By Richard Cowan
WASHINGTON (Reuters) – U.S. Senate Democrats huddled on Thursday to weigh a breakthrough $430 billion drugs and energy bill agreed to by Majority Leader Chuck Schumer and maverick Democrat Joe Manchin which they say will help fight the nation’s inflation problem.
But with Congress set to begin a summer recess by the end of next week, Schumer faces a tricky road to quick passage for the bill, which would be a win for Democratic President Joe Biden.
Schumer first must persuade every one of the 50 Democratic and independent senators who make up his caucus to stick together in the face of what is expected to be a solid wall of Republican opposition.
Democratic Senator Kyrsten Sinema, who, like Manchin, has blocked her party’s legislative priorities in the past, has not weighed in on the proposal. But she has in the past supported the idea of a 15% minimum tax on the most profitable U.S. companies.
The new deal revealed late Wednesday contains a 15% corporate minimum tax to help finance the $430 billion in new spending on energy, electric vehicle credits and health insurance.
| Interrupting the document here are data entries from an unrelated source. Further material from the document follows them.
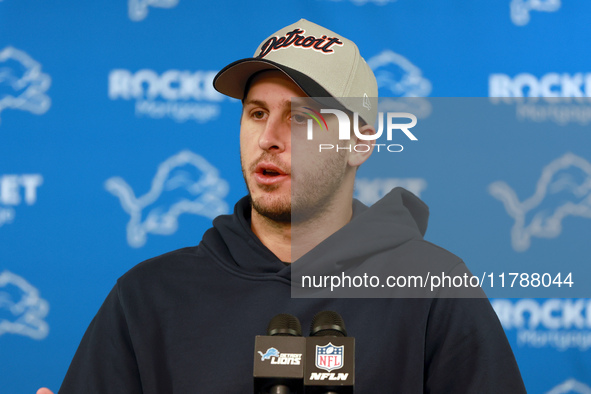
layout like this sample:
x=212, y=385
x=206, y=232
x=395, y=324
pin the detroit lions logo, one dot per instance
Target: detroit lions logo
x=271, y=352
x=184, y=183
x=398, y=77
x=564, y=189
x=22, y=310
x=138, y=9
x=22, y=84
x=520, y=9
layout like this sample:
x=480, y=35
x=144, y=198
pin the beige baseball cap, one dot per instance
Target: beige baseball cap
x=321, y=62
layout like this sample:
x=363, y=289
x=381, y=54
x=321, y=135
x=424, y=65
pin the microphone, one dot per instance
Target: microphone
x=330, y=361
x=279, y=357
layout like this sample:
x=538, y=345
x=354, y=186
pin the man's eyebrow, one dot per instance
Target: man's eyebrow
x=262, y=103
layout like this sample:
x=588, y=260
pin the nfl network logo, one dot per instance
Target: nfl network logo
x=329, y=357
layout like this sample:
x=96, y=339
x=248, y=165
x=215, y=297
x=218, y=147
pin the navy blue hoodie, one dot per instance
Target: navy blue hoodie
x=185, y=322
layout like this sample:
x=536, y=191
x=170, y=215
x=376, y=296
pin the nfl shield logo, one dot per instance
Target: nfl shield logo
x=329, y=357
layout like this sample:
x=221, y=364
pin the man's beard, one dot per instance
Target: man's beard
x=312, y=190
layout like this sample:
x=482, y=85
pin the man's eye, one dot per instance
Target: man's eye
x=299, y=118
x=258, y=114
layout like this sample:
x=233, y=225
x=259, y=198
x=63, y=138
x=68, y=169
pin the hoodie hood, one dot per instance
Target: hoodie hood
x=397, y=218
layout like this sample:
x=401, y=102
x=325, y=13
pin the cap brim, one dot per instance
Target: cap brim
x=232, y=79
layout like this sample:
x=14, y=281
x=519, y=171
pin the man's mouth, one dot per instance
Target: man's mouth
x=268, y=174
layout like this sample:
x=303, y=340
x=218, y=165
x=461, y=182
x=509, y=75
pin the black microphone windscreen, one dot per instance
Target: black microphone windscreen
x=328, y=323
x=284, y=325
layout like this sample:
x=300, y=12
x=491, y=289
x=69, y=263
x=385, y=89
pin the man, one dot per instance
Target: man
x=186, y=321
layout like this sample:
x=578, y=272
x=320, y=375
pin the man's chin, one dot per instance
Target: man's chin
x=277, y=210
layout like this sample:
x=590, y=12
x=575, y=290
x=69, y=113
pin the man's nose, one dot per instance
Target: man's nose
x=276, y=134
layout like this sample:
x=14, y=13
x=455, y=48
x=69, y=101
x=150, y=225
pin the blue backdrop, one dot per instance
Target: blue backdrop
x=107, y=113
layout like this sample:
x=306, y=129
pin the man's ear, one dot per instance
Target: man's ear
x=361, y=149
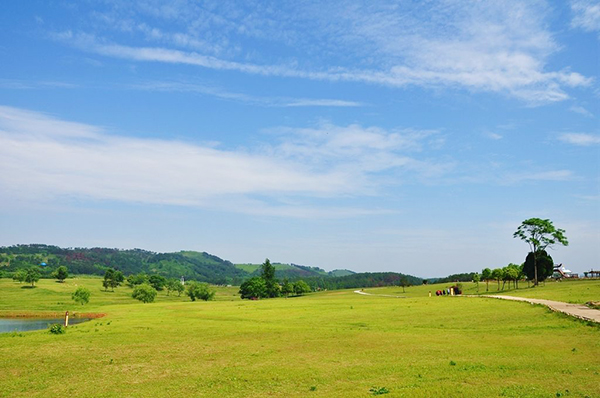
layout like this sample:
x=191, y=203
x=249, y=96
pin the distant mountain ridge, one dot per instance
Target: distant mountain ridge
x=194, y=265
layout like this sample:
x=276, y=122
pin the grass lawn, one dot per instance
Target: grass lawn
x=573, y=291
x=332, y=344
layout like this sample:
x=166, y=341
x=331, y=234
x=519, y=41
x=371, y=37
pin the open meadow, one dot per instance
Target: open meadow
x=334, y=343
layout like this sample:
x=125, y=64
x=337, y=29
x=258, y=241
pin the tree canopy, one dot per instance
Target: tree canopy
x=539, y=235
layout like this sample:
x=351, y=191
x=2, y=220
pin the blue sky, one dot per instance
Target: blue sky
x=375, y=136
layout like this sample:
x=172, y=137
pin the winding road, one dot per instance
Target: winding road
x=577, y=310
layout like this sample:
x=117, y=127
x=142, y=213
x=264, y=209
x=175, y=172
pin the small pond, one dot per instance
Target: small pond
x=25, y=324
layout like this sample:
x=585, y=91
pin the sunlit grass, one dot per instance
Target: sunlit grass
x=331, y=344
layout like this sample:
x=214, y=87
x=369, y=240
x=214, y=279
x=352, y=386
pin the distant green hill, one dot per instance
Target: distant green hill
x=95, y=261
x=341, y=272
x=189, y=264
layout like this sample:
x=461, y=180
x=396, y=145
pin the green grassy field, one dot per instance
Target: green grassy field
x=333, y=344
x=575, y=291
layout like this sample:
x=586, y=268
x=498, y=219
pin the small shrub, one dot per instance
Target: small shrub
x=379, y=390
x=81, y=295
x=200, y=291
x=144, y=292
x=57, y=328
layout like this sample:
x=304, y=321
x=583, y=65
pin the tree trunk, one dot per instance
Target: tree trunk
x=534, y=270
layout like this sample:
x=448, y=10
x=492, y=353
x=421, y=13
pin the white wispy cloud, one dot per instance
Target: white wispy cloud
x=550, y=175
x=493, y=136
x=205, y=89
x=586, y=15
x=482, y=47
x=581, y=139
x=18, y=84
x=581, y=110
x=40, y=153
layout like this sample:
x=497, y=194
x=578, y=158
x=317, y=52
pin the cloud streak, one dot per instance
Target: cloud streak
x=188, y=87
x=580, y=139
x=483, y=47
x=43, y=155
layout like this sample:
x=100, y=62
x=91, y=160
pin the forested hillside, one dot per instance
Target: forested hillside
x=191, y=265
x=95, y=261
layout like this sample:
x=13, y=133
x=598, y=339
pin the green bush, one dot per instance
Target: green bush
x=144, y=292
x=57, y=328
x=81, y=295
x=200, y=291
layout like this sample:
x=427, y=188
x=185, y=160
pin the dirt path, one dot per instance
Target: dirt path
x=577, y=310
x=380, y=295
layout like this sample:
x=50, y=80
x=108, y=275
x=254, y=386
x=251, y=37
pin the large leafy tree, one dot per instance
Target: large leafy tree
x=539, y=234
x=32, y=275
x=271, y=284
x=486, y=275
x=541, y=263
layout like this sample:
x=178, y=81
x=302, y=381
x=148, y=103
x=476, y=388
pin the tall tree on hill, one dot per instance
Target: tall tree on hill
x=404, y=283
x=497, y=274
x=112, y=279
x=476, y=279
x=268, y=274
x=540, y=266
x=486, y=275
x=539, y=234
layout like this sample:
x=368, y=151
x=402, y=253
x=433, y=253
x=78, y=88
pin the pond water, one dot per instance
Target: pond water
x=25, y=324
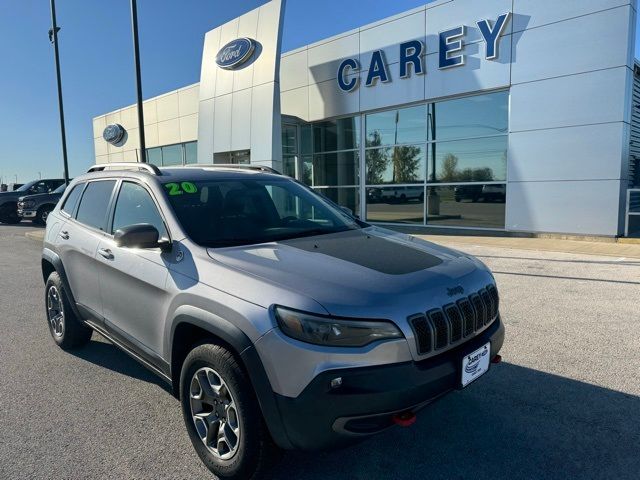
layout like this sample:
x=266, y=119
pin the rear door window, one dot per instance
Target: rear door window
x=72, y=200
x=95, y=203
x=135, y=206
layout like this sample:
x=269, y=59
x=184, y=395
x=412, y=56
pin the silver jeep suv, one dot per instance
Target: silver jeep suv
x=279, y=319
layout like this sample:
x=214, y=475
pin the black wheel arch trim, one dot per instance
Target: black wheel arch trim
x=246, y=352
x=54, y=259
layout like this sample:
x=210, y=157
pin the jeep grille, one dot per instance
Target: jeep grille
x=446, y=326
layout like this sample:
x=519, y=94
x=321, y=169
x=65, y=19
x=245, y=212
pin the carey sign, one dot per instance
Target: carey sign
x=411, y=55
x=235, y=53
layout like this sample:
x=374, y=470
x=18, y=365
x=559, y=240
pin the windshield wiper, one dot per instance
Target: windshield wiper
x=312, y=233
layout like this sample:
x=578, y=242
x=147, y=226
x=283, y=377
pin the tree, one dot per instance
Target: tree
x=406, y=164
x=377, y=160
x=450, y=168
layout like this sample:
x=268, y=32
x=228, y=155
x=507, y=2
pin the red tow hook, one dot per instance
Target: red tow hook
x=404, y=419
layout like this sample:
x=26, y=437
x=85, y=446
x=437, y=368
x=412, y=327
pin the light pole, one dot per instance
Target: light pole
x=136, y=59
x=53, y=38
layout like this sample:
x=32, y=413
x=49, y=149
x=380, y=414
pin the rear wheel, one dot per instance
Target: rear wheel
x=65, y=327
x=42, y=215
x=9, y=214
x=222, y=415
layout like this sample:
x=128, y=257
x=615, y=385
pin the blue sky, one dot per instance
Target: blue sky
x=97, y=63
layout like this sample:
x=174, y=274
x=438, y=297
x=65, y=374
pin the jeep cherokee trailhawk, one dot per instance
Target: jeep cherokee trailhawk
x=279, y=319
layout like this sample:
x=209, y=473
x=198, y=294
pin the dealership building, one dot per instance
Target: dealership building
x=511, y=115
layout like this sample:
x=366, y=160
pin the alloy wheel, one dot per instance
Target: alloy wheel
x=55, y=311
x=214, y=413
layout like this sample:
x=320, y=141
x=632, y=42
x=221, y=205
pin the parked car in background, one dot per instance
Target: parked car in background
x=395, y=194
x=9, y=200
x=486, y=193
x=37, y=207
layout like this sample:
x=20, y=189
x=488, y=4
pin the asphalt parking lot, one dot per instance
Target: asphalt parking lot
x=564, y=404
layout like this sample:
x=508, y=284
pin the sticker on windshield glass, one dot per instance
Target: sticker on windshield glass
x=181, y=188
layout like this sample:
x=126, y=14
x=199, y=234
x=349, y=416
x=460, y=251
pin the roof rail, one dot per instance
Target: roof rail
x=148, y=167
x=259, y=168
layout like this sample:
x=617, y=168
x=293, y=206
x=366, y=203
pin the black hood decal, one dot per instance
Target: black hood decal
x=369, y=251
With a spate of COVID-19 cases already slowing the Senate’s business over the past week, Schumer also will have to hope that his 50 senators stay well enough to cast their votes on this massive bill. A win could boost Democratic lawmakers’ election prospects in November, giving them a better chance of retaining control of Congress.
The No. 2 Senate Democrat, Dick Durbin, on Thursday said he has COVID. Schumer and some other Democrats, including Manchin himself, recently recovered from the virus.
Schumer intends to pass the bill, which would provide about $370 billion over a decade to boost alternative energy and energy security, through a process known as reconciliation. The procedure enables passage with just Democrats’ simple majority support, instead of the 60 votes needed in the 100-member chamber to advance most bills, making some Republican backing necessary.
The Schumer-Manchin deal, negotiated in secret over months, won praise from a White House spokesperson as “an enormous step forward.”
Republicans and some environmental groups attacked it.
Senator John Barrasso, a member of the Senate’s Republican leadership, criticized the 15% corporate minimum tax and new spending, which he called “reckless” at a time of high inflation.
Meanwhile, new incentives for drilling for fossil fuels have some environmental groups fuming.
“This is a climate suicide pact. It’s self-defeating to handcuff renewable energy development to massive new oil and gas extraction,” said Brett Hartl, government affairs director at the Center for Biological Diversity, an advocacy group based in Tucson, Arizona.
But the $370 billion, down from Democrats’ earlier call for $555 billion, would cut U.S. carbon emissions blamed for climate change by 40% by 2030. Leah Stokes, a professor of climate and energy policy at the University of California, Santa Barbara, called the legislation “absolutely transformative.”
A separate component of the package would allow Medicare, the government-run healthcare program for the elderly and disabled, to negotiate prescription drug prices. It is an idea voters embrace as a way of lowering medical costs that contribute to inflation. It also caps out-of-pocket costs for seniors at $2,000 annually.
The measure also includes heavy investments in electric vehicles in an effort to put a large dent in carbon emissions. The legislation would help lower the price of used EVs and provide incentives to manufacturers to increase their production.
Republicans have attacked such investments, arguing that most Americans cannot afford EVs, with an estimated average price of around $60,000. There are a few vehicles that retail for under $30,000, and the administration is pressing for new tax credits to make EVs more cost-competitive.
Instead, they want Biden to encourage more domestic oil and natural gas production to lower gasoline prices, even though that would boost emissions of carbon and other pollutants.
“Let’s not hear any more talk about EVs when we have a solution right in front of us,” said Republican Senator Joni Ernst, referring to domestic drilling.